Depuis 2006, Thomas Le Gall est l'entraîneur des équipes filles et garçons senior du HBC Cap Sizun.   

Le HBC Cap Sizun a tiré une force d'une faiblesse originale. Ce paradoxe est lié à la réussite extraordinaire d'un club, qui est aujourd'hui cité en exemple car il fait partie des 10 clubs de handball en Bretagne (1ère ligue en France par ses licenciés), à avoir une équipe senior féminine et masculine, au niveau excellence régionale. Lié à un principe d'inter-communalité dès sa création en 1979, par Yannick Stéphan, le Cap Sizun s'est nourri et battu dans l'ombre pour son défi identitaire. L'extraordinaire ressource de l'endroit est un moteur pour tout être humain, qui franchit les premiers mètres de ce territoire. L'histoire s'écrit dans la valeur des femmes et des hommes qui la font. A la fin des années 70, l'Etat Français avait même été terrassé pour la première fois dans un passé récent par la solidarité d'une communauté devant le projet d'une construction d'une centrale nucléaire à Plogoff. " Il faut être convaincu que toutes choses sont possibles dans la vie si on s'en donne les moyens. Notre isolement géographique, on le cultive. Nous sommes très orgueilleux et fiers car nous nous n'avouons jamais battu d'avance quelque soit le prestige de l'adversaire. Cette année, nous avons fêté trois montées en senior (deux équipes féminines A et B, et celle masculine). En 3 ans, nous en sommes à six montées avec les seniors. En 2006, nous nous battions pour ne pas descendre en district".

Il le concède, Thomas Le Gall aurait pu entraîner ailleurs, par sa passion du handball. Comme il précise aussi il aurait sans doute été moins fort dans sa persuasion, son énergie et sa motivation. " J'ai grandi à Audierne. Mes racines sont ici.

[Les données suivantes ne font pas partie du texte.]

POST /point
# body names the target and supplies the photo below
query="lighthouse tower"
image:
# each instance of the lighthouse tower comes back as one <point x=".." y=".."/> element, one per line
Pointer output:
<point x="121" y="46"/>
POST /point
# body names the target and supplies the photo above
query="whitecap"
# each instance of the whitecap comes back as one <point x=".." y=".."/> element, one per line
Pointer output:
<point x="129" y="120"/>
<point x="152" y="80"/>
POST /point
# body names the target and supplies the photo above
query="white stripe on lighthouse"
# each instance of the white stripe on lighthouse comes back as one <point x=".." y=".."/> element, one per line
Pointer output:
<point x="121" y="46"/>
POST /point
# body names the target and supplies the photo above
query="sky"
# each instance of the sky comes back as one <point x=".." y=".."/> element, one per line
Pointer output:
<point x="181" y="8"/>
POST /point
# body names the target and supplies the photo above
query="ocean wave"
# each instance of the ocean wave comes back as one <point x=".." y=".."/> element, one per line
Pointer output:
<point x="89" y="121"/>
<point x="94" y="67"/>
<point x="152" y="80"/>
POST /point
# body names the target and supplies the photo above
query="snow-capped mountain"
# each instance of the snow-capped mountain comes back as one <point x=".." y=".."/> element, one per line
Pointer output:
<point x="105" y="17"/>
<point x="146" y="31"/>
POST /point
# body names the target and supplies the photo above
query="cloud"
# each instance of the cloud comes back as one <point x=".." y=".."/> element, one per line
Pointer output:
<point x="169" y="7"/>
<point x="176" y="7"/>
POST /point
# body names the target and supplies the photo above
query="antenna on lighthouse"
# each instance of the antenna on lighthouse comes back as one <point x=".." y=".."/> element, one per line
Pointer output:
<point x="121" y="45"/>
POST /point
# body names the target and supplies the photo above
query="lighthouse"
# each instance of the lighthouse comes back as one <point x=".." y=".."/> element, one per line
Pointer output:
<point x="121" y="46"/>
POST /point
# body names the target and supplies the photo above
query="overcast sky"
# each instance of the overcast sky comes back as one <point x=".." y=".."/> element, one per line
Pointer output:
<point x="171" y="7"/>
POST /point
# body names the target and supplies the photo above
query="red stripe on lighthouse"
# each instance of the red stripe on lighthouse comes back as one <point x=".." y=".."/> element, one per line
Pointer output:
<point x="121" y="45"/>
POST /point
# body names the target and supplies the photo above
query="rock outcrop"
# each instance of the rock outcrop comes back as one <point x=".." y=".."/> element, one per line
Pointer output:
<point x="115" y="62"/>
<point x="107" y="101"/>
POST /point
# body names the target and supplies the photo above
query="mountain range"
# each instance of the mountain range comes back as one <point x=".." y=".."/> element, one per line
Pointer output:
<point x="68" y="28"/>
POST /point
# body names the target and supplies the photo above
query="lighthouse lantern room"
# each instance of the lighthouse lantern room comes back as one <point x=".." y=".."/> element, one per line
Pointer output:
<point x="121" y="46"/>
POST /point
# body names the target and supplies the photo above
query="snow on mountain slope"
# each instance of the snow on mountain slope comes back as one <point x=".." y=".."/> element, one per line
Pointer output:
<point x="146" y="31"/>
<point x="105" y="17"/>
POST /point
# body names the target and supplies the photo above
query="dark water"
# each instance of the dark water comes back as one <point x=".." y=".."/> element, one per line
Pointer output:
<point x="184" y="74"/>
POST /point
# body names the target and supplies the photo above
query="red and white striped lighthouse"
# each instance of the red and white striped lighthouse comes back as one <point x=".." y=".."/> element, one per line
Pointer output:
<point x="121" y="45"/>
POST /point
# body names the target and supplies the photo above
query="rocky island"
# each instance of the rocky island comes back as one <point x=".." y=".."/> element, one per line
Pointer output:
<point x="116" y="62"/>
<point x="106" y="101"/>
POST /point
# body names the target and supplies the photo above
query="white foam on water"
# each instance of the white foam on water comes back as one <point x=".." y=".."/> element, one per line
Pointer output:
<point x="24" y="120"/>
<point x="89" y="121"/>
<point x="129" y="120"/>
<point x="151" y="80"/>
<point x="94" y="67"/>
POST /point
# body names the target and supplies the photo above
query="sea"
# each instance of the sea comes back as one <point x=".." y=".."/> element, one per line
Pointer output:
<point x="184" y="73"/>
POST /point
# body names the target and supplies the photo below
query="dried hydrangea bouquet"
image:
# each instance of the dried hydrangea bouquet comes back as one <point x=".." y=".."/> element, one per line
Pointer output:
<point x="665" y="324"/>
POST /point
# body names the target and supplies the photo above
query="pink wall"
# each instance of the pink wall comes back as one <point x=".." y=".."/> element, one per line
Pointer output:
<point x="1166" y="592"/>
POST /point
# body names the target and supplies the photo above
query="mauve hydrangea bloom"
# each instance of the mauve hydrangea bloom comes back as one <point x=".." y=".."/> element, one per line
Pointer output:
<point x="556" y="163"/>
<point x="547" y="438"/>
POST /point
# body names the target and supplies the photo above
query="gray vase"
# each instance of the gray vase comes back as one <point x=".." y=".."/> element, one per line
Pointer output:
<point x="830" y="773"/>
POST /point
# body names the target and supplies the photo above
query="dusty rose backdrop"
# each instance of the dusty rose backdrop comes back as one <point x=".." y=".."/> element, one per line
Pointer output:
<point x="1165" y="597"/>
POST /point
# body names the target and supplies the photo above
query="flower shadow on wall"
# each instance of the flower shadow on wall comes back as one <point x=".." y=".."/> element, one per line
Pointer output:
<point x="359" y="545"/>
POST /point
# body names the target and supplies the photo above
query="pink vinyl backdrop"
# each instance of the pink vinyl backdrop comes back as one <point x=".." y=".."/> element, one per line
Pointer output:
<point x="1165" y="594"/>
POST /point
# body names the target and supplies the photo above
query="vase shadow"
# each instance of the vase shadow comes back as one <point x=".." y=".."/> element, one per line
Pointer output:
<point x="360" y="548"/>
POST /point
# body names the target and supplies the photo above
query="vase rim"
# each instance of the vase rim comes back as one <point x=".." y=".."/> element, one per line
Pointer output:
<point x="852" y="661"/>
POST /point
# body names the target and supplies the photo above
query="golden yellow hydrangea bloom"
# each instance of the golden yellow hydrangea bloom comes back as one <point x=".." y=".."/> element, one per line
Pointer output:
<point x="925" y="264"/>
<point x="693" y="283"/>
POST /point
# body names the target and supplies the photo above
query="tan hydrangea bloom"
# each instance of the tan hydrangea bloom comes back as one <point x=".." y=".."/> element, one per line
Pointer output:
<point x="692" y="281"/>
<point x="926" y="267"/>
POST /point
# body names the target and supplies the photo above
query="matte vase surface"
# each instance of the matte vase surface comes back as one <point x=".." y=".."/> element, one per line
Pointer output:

Pendant six ans, j'ai fait le trajet entre Brest pour mon travail et Audierne, pour ma famille, mes ami(e)s et le handball. Le HBC Cap Sizun dépasse le cadre sportif. Ca intègre un projet identitaire. Venir dans ce coin, rester pour un jeune au pays est porteur de sens et de valeur. Au Cap Sizun, tu ne peux être un simple consommateur comme dans une ville plus importante. Cet éloignement, ça aurait du causer notre perte et ça a fait notre force. Nous avons gagné plein de matchs à l'envie. Chaque victoire est fêtée comme un succès en coupe du monde. C'est complètement démesuré mais ça nous fait tellement de bien de célébrer à l'excès une performance sportive".

Des sacrifices pour venir jouer dans le club de ses racines

Le facteur sportif est une conséquence de l'aspect humain et émotionnel. Le rationnel est parfois mis de côté comme des joueurs qui font le déplacement de Brest pour les entraînements et match, de Paris en avion, ou même une "expatriée" Belge, qui a joué la ligue des champions Féminine (le top niveau Européen) et qui par amour du coin et pour un métier, a choisi de mettre ses qualités au profit du club Capiste. " Ca ne se limite pas qu'au sport. Dans notre vie, nous sommes très liés les uns aux autres. On s'entraide, on se soutient. On n'oublie jamais notre chance d'habiter dans ce paradis. Notre préparation d'avant-saison se fait sur la plage, filles et garçons liés, conclue par une partie de volley-ball et grillades. On responsabilise énormément les joueurs et joueuses. Nous avons 17 équipes au club, 6 équipes seniors, et 254 licenciés. Nous devons nous donner les moyens d'encadrer au mieux les jeunes. On joue maintenant dans une belle salle de sports mais nous nous entraînions avant dans une salle où il faisait - 1°, -2° en hiver. Le public est une de notre grande force. Chaque week-end, 400 à 500 personnes assistent à nos matchs. Ca crée énormément de lien social entre chaque individu. car notre devise est vraiment de se dire que chaque individu a une valeur haute et que ce tout forme un ensemble très fort".

Entraîneur de l'équipe féminine et masculine, Thomas Le Gall est bénévole à 100%, plus lié à rendre au Cap Sizun ce qu'il lui a apporté dans son épanouissement personnel. " Bien-sûr que je peux quitter le Cap Sizun, ça peut me titiller par fierté. Je suis un fervent défenseur de mon territoire. Nous avons des valeurs fortes. De l'extérieur, ça surprend. Combien de fois j'ai entendu que je ne tiendrais pas à ce rythme-là depuis que j'ai relevé le défi en 2006 de m'occuper des équipes senior garçons et filles. J'écoute, je réponds poliment et ça me transmet une force supplémentaire de croire en notre capacité. Nous n'avions pas confiance en nous avant. Les joueuses et joueurs ont pris conscience de leur valeur mais ils n'ont jamais trahi un état d'esprit. Nous sommes comme le village retranché d'Astérix et Obélix au milieu de clubs, bien mieux munis à tous les plans. Il nous faut avoir une âme supplémentaire pour nous imposer. Et la valeur du groupe, de l'être humain est une matrice forte".

A 34 ans, Thomas Le Gall a accepté ce rôle de leadership des équipes seniors en 2006 parce que personne ne voulait le faire. En étant convaincu du potentiel énorme, qui se dégageait de ces habitants, il a crû en l'impossible, faire du Cap Sizun, une place forte du handball en Bretagne,en moins de 10 ans. L'exploit n'est pas mince. Ce qu'il croyait à ses débuts, sans l'avoir expérimenté, a été confirmé sur le parquet avec une ascension exponentielle sur les dernières années. A la rentrée sportive, Thomas Le Gall prendra du recul sur l'équipe garçons, confié à Pascal Bronnec, l'entraîneur d'Ergué-Gabéric mais il continuera à coacher l'équipe féminine. Toujours gravé par la maxime du club, à l'impossible, le Cap est tenu.